The Cascade Care story is particularly stimulating because it occurred in a liberal state with a Democratic governor (who had presidential ambitions) and a Democratic-controlled state legislature. Even in that context, the idea of a state-based single-payer initiative was a political nonstarter, and the fallback option of a public option shifted away from the original publicly administered model to the alternative strategy of a publicly regulated but privately administered health plan. How—and how well—Cascade Care will work of course remains to be seen.

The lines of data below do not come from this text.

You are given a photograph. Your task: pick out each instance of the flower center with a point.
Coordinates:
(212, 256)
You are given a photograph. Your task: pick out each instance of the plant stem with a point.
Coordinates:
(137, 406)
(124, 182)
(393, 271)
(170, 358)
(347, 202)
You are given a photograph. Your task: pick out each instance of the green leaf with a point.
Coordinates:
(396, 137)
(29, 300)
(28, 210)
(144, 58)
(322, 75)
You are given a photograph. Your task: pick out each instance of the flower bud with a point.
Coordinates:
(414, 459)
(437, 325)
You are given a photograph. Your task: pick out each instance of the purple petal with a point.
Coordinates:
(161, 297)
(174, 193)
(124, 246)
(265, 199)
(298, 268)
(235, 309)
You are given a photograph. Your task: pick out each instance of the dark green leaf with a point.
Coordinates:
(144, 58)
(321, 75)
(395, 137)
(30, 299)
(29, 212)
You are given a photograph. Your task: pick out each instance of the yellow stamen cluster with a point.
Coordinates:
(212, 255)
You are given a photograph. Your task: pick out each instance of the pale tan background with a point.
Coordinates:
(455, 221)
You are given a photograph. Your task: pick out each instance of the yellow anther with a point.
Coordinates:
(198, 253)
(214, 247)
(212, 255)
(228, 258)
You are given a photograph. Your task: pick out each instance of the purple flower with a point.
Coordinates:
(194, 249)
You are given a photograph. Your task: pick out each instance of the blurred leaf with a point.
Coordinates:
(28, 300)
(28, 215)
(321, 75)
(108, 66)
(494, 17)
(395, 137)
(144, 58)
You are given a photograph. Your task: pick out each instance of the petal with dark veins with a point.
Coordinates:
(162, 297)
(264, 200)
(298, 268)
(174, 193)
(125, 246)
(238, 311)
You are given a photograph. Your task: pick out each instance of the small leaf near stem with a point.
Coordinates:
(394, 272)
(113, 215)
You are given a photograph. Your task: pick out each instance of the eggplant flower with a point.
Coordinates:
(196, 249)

Such a scenario might well be repeated on the national level were the Democrats to control the presidency and Congress following the 2020 election. There will undoubtedly be strong opposition to even this redefined or quasi-public option approach (particularly from providers worried about lower reimbursement rates). But the political, fiscal, and management elements of such an approach are far more likely to succeed than either the single-payer or the traditional public option approach.
To be sure, the appeals of this approach come accompanied by uncertainties and contingencies. Is it wise to bet ever more heavily on “reforms” that (like Medicare Parts C and D, Medicaid managed care, and the health insurance exchanges) continue more deeply to entrench the presence and power of for-profit health plans in insuring the population? Can the population be confident that federal and state insurance regulators have the capacity to gauge the fiscal stability, organizational coherence, and implementation record of those for-profit plans and to hold them accountable? Still and all, in calculations of the costs and benefits of reforms, political pragmatism exerts legitimate claims of its own—and so the combination of public-sector regulation and private-sector implementation may be the best, most practical path toward a US version of affordable universal coverage.